The repurposing of familiar tools and code while continuously refining tactics, techniques and procedures is part of a broader trend seen in new ransomware groups.

“As the Bert ransomware group demonstrates, simple tools can lead to successful infections. This highlights how emerging groups do not need complex techniques to be effective − just a reliable path to their goal, from intrusion, exfiltration and ultimately leverage over victims,” they wrote.

An exact initial access method used by the group has not yet been determined.

Bert Ransomware Variants Evolve

The Trend Micro report, published on July 7, noted that Bert has already improved and streamlined its ransomware variants in the short time it has been operating.

An analysis of an infection of a Windows system found that the variant used a straightforward code structure, with specific strings to match and terminate certain processes.

Files were encrypted using the standard AES algorithm. The public key, file extension, and ransom note were easily accessible.

Further investigations into the group identified additional Windows variants uploaded in the wild. These samples were older Bert ransomware versions, lacking the updated encryption methods and function sequences seen in newer versions.

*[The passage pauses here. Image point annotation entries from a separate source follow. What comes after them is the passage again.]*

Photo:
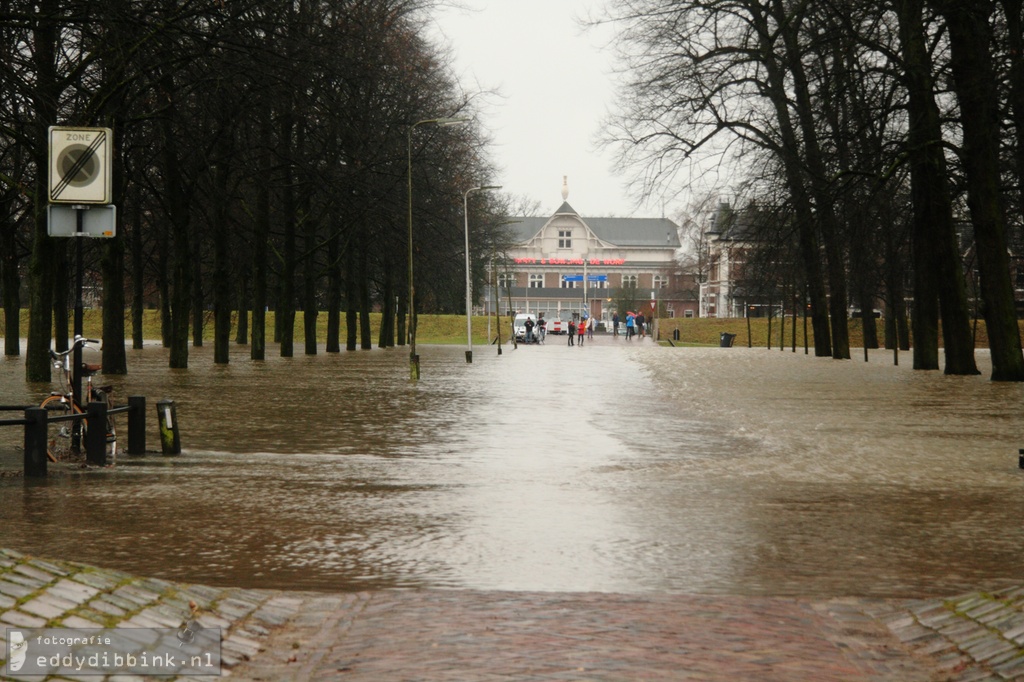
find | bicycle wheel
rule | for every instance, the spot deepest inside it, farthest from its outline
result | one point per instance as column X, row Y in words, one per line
column 59, row 434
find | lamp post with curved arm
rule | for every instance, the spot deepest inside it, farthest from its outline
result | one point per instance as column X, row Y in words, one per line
column 469, row 276
column 414, row 359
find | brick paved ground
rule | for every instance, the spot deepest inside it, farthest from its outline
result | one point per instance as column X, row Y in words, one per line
column 475, row 636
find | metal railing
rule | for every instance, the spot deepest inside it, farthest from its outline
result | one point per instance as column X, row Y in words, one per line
column 36, row 421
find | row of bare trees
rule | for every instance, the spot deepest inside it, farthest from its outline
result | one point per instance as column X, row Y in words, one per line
column 261, row 161
column 868, row 126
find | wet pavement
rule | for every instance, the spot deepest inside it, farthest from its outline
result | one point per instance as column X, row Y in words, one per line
column 470, row 635
column 541, row 607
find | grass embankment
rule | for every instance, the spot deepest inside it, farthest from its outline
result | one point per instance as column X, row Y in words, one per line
column 430, row 329
column 452, row 329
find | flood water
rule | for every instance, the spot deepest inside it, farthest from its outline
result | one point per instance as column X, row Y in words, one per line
column 614, row 467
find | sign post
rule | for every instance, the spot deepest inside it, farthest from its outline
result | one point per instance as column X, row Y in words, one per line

One of the key evolutions observed between the older and newer versions relates to the encryption process. The older version first enumerates the drive and drops its ransom note in every directory before collecting the valid file paths to be encrypted and saving them in an array.

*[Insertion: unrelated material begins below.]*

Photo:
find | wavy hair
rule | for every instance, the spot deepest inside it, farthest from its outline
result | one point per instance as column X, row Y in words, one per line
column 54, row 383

Only after this collection phase does it proceed with multi-threaded encryption.

The newer variants streamline the multi-threaded encryption process by using the data structure ConcurrentQueue and creating a DiskWorker to help process disks on each drive.

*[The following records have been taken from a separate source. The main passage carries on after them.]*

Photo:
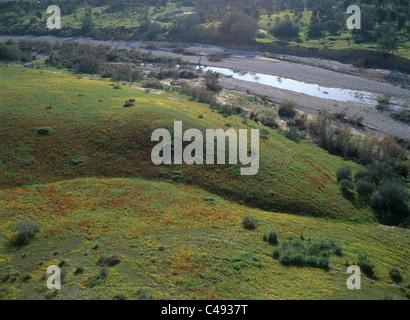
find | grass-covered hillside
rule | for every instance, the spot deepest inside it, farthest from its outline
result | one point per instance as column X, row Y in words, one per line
column 79, row 190
column 137, row 239
column 56, row 126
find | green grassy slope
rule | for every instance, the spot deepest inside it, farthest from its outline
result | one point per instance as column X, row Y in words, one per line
column 177, row 242
column 92, row 134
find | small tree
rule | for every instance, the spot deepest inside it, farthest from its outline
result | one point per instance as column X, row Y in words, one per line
column 27, row 230
column 250, row 223
column 388, row 42
column 344, row 173
column 287, row 109
column 212, row 81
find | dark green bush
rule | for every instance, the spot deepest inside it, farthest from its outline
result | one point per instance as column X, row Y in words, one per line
column 364, row 188
column 27, row 230
column 362, row 175
column 391, row 202
column 344, row 173
column 120, row 296
column 250, row 223
column 286, row 29
column 396, row 275
column 287, row 109
column 366, row 266
column 110, row 261
column 271, row 238
column 298, row 253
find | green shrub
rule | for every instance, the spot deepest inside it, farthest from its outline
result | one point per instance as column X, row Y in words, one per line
column 344, row 173
column 391, row 202
column 78, row 270
column 250, row 223
column 401, row 115
column 286, row 29
column 271, row 238
column 287, row 109
column 366, row 266
column 128, row 104
column 362, row 175
column 364, row 188
column 27, row 230
column 298, row 253
column 120, row 296
column 109, row 261
column 347, row 187
column 396, row 275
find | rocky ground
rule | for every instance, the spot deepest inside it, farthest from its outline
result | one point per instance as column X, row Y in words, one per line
column 327, row 73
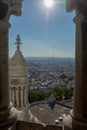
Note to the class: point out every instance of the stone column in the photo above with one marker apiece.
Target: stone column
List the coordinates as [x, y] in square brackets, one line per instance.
[22, 97]
[77, 120]
[17, 98]
[7, 112]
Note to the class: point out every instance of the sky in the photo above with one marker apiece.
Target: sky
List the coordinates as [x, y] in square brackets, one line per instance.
[44, 32]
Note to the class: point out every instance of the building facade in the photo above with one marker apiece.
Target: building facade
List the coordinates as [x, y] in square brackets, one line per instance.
[18, 80]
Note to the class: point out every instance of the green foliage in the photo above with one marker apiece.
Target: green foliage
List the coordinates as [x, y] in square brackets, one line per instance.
[59, 93]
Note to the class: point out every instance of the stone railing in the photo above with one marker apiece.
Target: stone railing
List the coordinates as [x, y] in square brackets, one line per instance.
[21, 125]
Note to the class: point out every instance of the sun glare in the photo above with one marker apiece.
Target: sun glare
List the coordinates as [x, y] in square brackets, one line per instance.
[48, 3]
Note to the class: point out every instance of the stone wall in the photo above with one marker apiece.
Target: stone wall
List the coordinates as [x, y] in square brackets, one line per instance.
[21, 125]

This enables the ransomware to begin encrypting files as soon as they are discovered, rather than first storing the file paths in an array before encryption.

In May, the researchers identified a Linux ransomware sample attributed to Bert. This variant used 50 threads to maximize encryption speed, enabling it to quickly encrypt files across the system and minimize the chances of detection or interruption.

It used a command that forced the termination of all running virtual machine processes on the ESXi host.

After encryption, the variant added the extension .encrypted_by_bert and drops the ransom note encrypted_by_bert-decrypt.txt.

“This version uses a JSON-formatted configuration embedded in the binary—a typical trait of most modern ransomware, as it allows for better adaptability and easier customization across different campaigns,” Trend Micro wrote.

The researchers added that the version may be derived from the Linux version of the REvil group, which was originally identified in early 2021 and known for targeting ESXi servers and Linux.

PowerShell Abuse

Another feature of the Bert group’s operations is the frequent use of the legitimate Windows developer tool PowerShell for privilege escalation, defense evasion and to load the ransomware.

Read now: Post-Compromise Security: What to do When the Hackers Get in

For example, a PowerShell script was used to launch a process with elevated (administrator) privileges by using the -Verb RunAs parameter in Start-Process. This parameter explicitly tells Windows to run the executable as an administrator, or when an attacker already has some level of access and wants to elevate to full administrator rights.

PowerShell was also observed disabling domain, public and private firewall profiles using the command Set-NetFirewallProfile.

PowerShell has been increasingly used by threat actors for various post-compromise activities in recent years, including to evade detection and to download additional malware.

“Organizations should closely monitor PowerShell abuse and unauthorized script execution, particularly loaders like start.ps1 that disable security tools and escalate privileges,” the researchers commented.